Son de sobra conocidas las palabras de Warren Bennis sobre la fábrica del mañana. El asesor de hasta cuatro presidentes de Estados Unidos, pionero en los estudios de liderazgo, vaticinó que dicha factoría tendría únicamente dos empleados: un hombre y un perro. «El cometido del hombre será dar de comer al perro y el del perro, que el hombre no toque el equipamiento», escribió Bennis popularizando una broma que en realidad circulaba entre el Sindicato de Ingenieros de Correos Británicos desde finales de los años 70. Antes incluso, el maestro de la literatura de ciencia ficción Isaac Asimov había imaginado la completa automatización de las tareas agrícolas en Bóvedas de acero (1954), entreviendo un mundo en el que la lechuga y el tomate llegarían a la ensaladera sin que una sola persona la hubiese tocado durante su plantación, cosecha o aderezo.

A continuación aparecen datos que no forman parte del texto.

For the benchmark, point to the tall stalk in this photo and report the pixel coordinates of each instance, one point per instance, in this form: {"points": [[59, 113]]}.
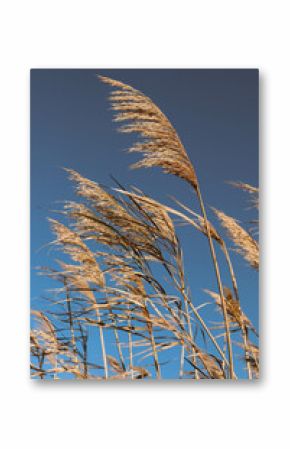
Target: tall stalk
{"points": [[219, 282]]}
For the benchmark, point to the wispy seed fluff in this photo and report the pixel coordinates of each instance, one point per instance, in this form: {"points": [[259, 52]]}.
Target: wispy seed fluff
{"points": [[160, 144]]}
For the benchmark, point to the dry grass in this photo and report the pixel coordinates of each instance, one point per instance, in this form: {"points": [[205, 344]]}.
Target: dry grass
{"points": [[123, 279]]}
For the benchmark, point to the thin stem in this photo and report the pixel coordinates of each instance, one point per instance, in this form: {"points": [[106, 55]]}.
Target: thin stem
{"points": [[219, 283]]}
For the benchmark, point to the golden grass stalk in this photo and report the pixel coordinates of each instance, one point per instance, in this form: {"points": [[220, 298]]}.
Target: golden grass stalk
{"points": [[161, 147], [244, 243]]}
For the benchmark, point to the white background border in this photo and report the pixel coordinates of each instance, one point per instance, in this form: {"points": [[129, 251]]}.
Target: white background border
{"points": [[123, 33]]}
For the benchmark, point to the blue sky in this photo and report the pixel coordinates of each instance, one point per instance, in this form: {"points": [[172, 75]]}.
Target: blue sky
{"points": [[215, 113]]}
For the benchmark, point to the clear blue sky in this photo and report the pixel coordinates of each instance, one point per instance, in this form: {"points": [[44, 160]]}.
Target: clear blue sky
{"points": [[216, 115]]}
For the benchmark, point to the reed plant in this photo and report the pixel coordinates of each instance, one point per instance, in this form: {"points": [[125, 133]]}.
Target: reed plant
{"points": [[123, 308]]}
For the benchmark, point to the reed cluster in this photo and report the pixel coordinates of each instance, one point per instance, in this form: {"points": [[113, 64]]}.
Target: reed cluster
{"points": [[123, 308]]}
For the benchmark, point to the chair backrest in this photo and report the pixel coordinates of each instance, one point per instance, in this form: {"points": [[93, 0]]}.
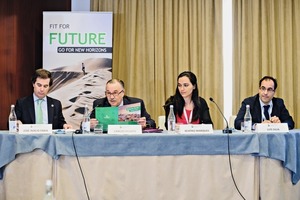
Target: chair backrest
{"points": [[161, 122], [231, 121]]}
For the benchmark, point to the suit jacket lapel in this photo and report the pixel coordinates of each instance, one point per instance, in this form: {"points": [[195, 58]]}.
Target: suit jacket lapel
{"points": [[31, 109], [257, 109], [50, 107]]}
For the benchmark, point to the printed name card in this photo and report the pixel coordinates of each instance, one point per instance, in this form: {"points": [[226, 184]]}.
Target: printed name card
{"points": [[35, 128], [272, 128], [124, 129], [193, 128]]}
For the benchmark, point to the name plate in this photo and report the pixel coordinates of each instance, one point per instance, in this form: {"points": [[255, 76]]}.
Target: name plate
{"points": [[272, 128], [35, 128], [124, 129], [194, 128]]}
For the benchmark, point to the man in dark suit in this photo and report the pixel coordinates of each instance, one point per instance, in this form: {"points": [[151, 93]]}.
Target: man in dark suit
{"points": [[38, 108], [264, 107], [115, 96]]}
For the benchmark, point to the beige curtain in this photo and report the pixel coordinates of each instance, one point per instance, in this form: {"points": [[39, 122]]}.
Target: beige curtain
{"points": [[267, 42], [154, 40]]}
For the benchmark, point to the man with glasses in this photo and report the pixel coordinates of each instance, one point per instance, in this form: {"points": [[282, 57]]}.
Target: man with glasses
{"points": [[115, 96], [264, 107]]}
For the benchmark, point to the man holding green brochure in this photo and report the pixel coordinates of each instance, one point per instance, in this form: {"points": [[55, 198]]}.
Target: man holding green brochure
{"points": [[115, 97]]}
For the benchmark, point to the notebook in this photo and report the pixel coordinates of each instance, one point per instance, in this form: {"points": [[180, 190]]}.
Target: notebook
{"points": [[127, 114]]}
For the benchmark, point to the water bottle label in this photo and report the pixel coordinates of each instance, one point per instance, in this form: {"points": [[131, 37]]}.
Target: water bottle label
{"points": [[247, 125], [171, 126], [13, 126]]}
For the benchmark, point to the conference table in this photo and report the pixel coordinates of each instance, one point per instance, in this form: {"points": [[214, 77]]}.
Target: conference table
{"points": [[152, 166]]}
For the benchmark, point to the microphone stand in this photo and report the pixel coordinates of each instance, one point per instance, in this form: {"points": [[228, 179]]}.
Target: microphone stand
{"points": [[227, 130]]}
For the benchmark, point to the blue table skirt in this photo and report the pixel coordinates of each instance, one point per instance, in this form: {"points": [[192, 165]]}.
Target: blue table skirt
{"points": [[283, 147]]}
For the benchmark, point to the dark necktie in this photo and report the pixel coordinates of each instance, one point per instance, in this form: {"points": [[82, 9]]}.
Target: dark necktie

Pues bien, el Grupo de Robótica de la Universidad de León (ULE) trabaja en un escenario intermedio donde conviven seres humanos, asistentes programables, animales y cultivos. Matellán es el fundador del equipo de investigadores dedicado a los proyectos Self-Air y Auroras, del que forman parte una decena de profesores y ex alumnos del máster del centro castellano-leonés y de la Universidad Rey Juan Carlos (Madrid). El primero de los proyectos fue financiado por el Ministerio de Transición Ecológica con fondos europeos y buscaba crear un perro robot capaz de ayudar en labores de ganadería. En concreto, en el pastoreo de ovino y -ojo- en la protección frente a posibles depredadores como el lobo.
El segundo, cofinanciado por la UE y canalizado a través del Ministerio de Ciencia, pretende dotar a dicho dispositivo de comportamiento inteligente para atender otras necesidades del sector primario. «Estamos aplicando la misma filosofía algorítmica a la sensorización del suelo para detectar las malas hierbas o medir el grado de humedad», explica la profesora Lidia Sánchez, investigadora principal de Self-Air junto a Francisco Javier Rodríguez, y ahora centrada en Auroras.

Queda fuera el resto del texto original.